It's interesting to note that Pontiac actually did this Q-Jet cfm limiting in 1967 - 1969: Pontiac had made the marketing decision that the GTO was to be the flagship performance car. However, the Firebird was available with the exactly same 400 engine as the GTO, and the Firebird was lighter. So the Q-Jet carbs installed on the 400 Firebirds had their secondary throttle blade angle limited so that the Firebird 400 engine only produced 335 horsepower versus the GTO's 350 hp. Yet the engines are identical.... To make the Firebird run circles around a GTO, you simply bent the secondary throttle tang to make the secondaries open all the way.

Finally, there is no reason to drill jets on a Q-Jet. All jet sizes from 66 through 79 are still availaable, and the jets are easily changed. There is never a reason to do any drilling.

Lars


----------



## Braman'sGTO (Mar 14, 2005)

I read a performance manuel on the q-jet a few years back and they were the ones talking about drilling the jets. I would personaly never do that, its easyer to buy what you want. The problem these days is if you do enough research you can run into conflicting info. That brings up a question, does the pontiac run a chevy block and is it a true 400? I thaught I remember reading that each of GM's brands ran different engins. Oldsmobile being a perfect example of that, they used the same block for the 330, 350, and what they called a 400 but was actualy a 403. Did the GTO ever run the 3 duce carb setup on there 400's?


----------



## 05GTO (Oct 6, 2004)

lars said:


> the Firebird 400 engine only produced 335 horsepower versus the GTO's 350 hp.
> Lars


The 67 firebird (400 with q Jet) was rated @ 325 hp, the 67 GTO was 335 hp, the HO and the Ram Air GTO's for 67 were rated @ 360 hp.

The only reason for restricting the carb on the firebird was because of GM's vehicle weight to HP restrictions. 

I remember some of my buddies with firebirds changing the intake manifold and carb. They would smoke my 67 GTO HO.


----------



## lars (Sep 28, 2004)

Aaron -
The Pontiac engines are true Pontiacs - they are not Chevy-based engines. Pontiac, like the other GM divisions, started using "corporate" engines in 1977, and 1979 saw the last year for "real" Pontiac engines.

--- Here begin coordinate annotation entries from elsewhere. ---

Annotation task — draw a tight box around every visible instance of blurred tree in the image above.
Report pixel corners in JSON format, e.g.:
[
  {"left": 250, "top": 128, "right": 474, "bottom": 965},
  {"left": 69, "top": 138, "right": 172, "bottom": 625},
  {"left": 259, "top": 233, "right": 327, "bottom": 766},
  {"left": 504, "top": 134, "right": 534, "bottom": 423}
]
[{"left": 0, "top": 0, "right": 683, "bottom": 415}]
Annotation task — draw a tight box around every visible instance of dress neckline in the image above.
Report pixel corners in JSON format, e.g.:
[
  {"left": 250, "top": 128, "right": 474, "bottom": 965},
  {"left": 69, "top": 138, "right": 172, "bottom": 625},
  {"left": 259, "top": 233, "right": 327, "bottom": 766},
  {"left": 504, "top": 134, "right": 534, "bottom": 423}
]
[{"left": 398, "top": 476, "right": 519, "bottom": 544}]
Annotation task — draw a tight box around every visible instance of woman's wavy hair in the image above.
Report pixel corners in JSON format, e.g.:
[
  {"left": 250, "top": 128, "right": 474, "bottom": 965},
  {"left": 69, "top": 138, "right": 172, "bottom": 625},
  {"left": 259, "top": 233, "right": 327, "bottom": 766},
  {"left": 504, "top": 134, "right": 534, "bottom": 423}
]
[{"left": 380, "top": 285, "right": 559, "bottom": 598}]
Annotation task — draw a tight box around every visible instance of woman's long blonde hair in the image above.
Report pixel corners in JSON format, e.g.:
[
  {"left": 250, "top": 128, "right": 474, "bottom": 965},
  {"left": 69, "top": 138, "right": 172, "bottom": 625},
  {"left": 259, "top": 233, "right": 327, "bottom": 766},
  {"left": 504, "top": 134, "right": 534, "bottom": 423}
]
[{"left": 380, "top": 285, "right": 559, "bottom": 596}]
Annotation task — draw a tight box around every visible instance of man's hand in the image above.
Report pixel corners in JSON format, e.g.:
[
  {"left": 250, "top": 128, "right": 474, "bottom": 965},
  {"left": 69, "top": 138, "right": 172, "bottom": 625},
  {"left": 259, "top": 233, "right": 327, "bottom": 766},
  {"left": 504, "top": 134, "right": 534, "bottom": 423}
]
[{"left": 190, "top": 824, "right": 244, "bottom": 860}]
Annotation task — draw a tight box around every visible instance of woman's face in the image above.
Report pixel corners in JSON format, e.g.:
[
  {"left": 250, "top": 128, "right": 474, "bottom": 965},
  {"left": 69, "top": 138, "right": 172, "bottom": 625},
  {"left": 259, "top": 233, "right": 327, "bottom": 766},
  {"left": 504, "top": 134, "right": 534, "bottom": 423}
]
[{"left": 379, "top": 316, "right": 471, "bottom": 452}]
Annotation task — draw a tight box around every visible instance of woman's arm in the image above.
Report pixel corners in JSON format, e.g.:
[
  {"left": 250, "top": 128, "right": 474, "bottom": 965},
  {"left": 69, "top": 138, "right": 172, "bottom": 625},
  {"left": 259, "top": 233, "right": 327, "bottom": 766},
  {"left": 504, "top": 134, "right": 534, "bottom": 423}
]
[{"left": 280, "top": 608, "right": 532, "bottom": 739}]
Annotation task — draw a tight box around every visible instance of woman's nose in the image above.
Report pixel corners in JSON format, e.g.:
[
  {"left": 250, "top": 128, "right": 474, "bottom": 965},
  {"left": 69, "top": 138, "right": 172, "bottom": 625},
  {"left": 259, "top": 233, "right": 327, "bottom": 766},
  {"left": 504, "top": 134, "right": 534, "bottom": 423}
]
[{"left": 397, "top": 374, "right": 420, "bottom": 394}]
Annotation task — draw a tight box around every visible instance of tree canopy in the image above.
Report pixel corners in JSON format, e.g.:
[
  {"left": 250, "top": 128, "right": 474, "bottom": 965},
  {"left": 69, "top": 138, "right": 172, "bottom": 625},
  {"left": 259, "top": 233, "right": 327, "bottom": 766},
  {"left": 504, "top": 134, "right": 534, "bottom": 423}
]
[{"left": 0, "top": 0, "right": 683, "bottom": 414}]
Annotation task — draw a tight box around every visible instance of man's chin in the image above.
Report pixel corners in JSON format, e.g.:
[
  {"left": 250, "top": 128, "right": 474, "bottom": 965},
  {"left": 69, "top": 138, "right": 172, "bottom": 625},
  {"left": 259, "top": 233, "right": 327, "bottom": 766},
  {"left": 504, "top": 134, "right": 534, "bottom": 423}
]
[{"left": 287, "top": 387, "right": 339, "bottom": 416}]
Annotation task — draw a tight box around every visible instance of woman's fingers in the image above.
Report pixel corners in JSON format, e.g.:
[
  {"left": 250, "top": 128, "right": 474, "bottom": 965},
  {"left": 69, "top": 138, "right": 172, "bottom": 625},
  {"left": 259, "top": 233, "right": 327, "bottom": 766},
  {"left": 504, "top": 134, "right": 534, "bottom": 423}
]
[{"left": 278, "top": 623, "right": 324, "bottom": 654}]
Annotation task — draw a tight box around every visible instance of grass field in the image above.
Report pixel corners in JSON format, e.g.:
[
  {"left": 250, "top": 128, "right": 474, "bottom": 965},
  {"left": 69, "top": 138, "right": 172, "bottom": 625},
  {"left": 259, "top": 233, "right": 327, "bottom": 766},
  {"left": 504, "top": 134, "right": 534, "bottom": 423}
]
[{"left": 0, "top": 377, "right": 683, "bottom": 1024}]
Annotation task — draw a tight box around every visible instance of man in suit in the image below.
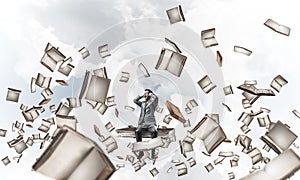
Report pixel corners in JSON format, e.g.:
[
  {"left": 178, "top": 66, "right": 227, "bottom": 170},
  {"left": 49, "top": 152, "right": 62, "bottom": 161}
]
[{"left": 133, "top": 89, "right": 158, "bottom": 159}]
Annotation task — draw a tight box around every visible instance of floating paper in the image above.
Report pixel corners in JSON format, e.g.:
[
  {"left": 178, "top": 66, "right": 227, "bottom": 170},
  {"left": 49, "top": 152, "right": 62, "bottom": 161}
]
[
  {"left": 119, "top": 71, "right": 130, "bottom": 83},
  {"left": 264, "top": 19, "right": 291, "bottom": 36},
  {"left": 165, "top": 38, "right": 182, "bottom": 53},
  {"left": 233, "top": 46, "right": 252, "bottom": 56},
  {"left": 78, "top": 47, "right": 90, "bottom": 59},
  {"left": 155, "top": 48, "right": 187, "bottom": 77},
  {"left": 166, "top": 5, "right": 185, "bottom": 24},
  {"left": 6, "top": 88, "right": 22, "bottom": 103},
  {"left": 198, "top": 75, "right": 216, "bottom": 94},
  {"left": 98, "top": 44, "right": 110, "bottom": 58},
  {"left": 270, "top": 75, "right": 288, "bottom": 93},
  {"left": 201, "top": 28, "right": 218, "bottom": 48}
]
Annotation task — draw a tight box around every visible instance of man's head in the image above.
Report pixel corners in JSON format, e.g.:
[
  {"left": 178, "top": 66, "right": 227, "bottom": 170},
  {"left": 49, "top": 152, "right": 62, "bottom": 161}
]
[{"left": 144, "top": 89, "right": 152, "bottom": 100}]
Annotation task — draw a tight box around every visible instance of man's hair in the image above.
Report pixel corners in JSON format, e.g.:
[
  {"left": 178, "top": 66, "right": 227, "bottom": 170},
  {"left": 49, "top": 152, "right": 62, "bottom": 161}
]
[{"left": 145, "top": 89, "right": 153, "bottom": 93}]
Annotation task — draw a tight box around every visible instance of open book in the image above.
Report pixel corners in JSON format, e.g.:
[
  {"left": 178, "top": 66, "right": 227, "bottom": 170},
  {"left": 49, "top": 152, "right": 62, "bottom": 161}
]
[
  {"left": 261, "top": 121, "right": 298, "bottom": 154},
  {"left": 155, "top": 48, "right": 187, "bottom": 77},
  {"left": 79, "top": 71, "right": 111, "bottom": 103},
  {"left": 32, "top": 126, "right": 115, "bottom": 180},
  {"left": 190, "top": 115, "right": 226, "bottom": 154},
  {"left": 165, "top": 101, "right": 186, "bottom": 123},
  {"left": 241, "top": 149, "right": 300, "bottom": 180},
  {"left": 166, "top": 5, "right": 185, "bottom": 24},
  {"left": 116, "top": 127, "right": 175, "bottom": 138}
]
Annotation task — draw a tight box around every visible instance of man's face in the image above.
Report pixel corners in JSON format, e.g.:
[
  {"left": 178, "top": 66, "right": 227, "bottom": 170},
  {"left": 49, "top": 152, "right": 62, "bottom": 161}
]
[{"left": 144, "top": 91, "right": 149, "bottom": 99}]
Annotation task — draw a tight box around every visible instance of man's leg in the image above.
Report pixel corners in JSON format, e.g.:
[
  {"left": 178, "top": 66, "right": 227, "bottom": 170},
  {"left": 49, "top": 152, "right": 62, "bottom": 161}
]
[
  {"left": 135, "top": 127, "right": 144, "bottom": 159},
  {"left": 149, "top": 126, "right": 157, "bottom": 159},
  {"left": 149, "top": 126, "right": 157, "bottom": 139},
  {"left": 135, "top": 127, "right": 143, "bottom": 142}
]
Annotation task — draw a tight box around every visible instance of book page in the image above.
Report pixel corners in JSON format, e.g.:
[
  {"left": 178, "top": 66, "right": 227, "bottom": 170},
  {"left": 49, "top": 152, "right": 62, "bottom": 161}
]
[{"left": 68, "top": 148, "right": 114, "bottom": 180}]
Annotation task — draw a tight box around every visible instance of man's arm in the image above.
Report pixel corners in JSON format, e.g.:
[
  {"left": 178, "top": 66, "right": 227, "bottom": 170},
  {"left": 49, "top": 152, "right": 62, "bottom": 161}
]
[
  {"left": 133, "top": 95, "right": 143, "bottom": 107},
  {"left": 147, "top": 93, "right": 158, "bottom": 106}
]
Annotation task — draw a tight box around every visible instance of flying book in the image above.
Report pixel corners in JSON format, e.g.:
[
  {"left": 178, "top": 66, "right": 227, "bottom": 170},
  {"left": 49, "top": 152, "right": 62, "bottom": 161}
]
[
  {"left": 116, "top": 127, "right": 175, "bottom": 138},
  {"left": 79, "top": 71, "right": 111, "bottom": 103},
  {"left": 166, "top": 101, "right": 186, "bottom": 123},
  {"left": 78, "top": 47, "right": 90, "bottom": 59},
  {"left": 165, "top": 38, "right": 182, "bottom": 53},
  {"left": 233, "top": 46, "right": 252, "bottom": 56},
  {"left": 264, "top": 19, "right": 291, "bottom": 36},
  {"left": 155, "top": 48, "right": 187, "bottom": 77},
  {"left": 241, "top": 149, "right": 300, "bottom": 180},
  {"left": 201, "top": 28, "right": 218, "bottom": 48},
  {"left": 32, "top": 126, "right": 115, "bottom": 180},
  {"left": 198, "top": 75, "right": 216, "bottom": 94},
  {"left": 261, "top": 121, "right": 298, "bottom": 154},
  {"left": 6, "top": 88, "right": 22, "bottom": 103},
  {"left": 166, "top": 5, "right": 185, "bottom": 24},
  {"left": 190, "top": 115, "right": 226, "bottom": 154},
  {"left": 270, "top": 75, "right": 288, "bottom": 93},
  {"left": 40, "top": 43, "right": 66, "bottom": 72},
  {"left": 98, "top": 44, "right": 111, "bottom": 58}
]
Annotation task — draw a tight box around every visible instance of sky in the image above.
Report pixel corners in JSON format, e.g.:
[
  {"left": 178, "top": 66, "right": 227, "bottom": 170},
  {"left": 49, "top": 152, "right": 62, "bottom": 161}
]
[{"left": 0, "top": 0, "right": 300, "bottom": 180}]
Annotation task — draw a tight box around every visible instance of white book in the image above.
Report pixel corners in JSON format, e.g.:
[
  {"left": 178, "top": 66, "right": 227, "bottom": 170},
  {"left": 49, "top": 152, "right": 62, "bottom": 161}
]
[
  {"left": 261, "top": 121, "right": 298, "bottom": 154},
  {"left": 33, "top": 127, "right": 115, "bottom": 180},
  {"left": 35, "top": 73, "right": 52, "bottom": 88},
  {"left": 201, "top": 28, "right": 218, "bottom": 48},
  {"left": 190, "top": 116, "right": 226, "bottom": 154},
  {"left": 270, "top": 75, "right": 288, "bottom": 93},
  {"left": 78, "top": 47, "right": 90, "bottom": 59},
  {"left": 166, "top": 5, "right": 185, "bottom": 24},
  {"left": 241, "top": 149, "right": 300, "bottom": 180},
  {"left": 198, "top": 75, "right": 216, "bottom": 94},
  {"left": 264, "top": 19, "right": 291, "bottom": 36},
  {"left": 98, "top": 44, "right": 111, "bottom": 58},
  {"left": 93, "top": 67, "right": 108, "bottom": 79},
  {"left": 155, "top": 48, "right": 187, "bottom": 77},
  {"left": 6, "top": 88, "right": 22, "bottom": 103},
  {"left": 79, "top": 71, "right": 111, "bottom": 103},
  {"left": 233, "top": 46, "right": 252, "bottom": 56}
]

The Pontiac 400 has a bore x stroke of 4.12 x 3.75. This makes it actually a 399.9 cube engine, which is pretty darned close to a 400. A .030" overbored 400 is a 406 (405.8), and a .060" over 400 is a 412 (411.7).

All Pontiac blocks are visually identical in terms of size and overall configuration - Pontiac managed to vary bore & stroke within the physical envelope size of their same engine from 265 cubic inches through 455. Thus, there are no "big block" and "small block" Pontiacs. Rather, there are "small journal" and "large journal" Pontiac blocks. This makes it nice for parts interchangability, since you can really mix and match parts between the various Pontiac engines to obtain the engine parameters you want.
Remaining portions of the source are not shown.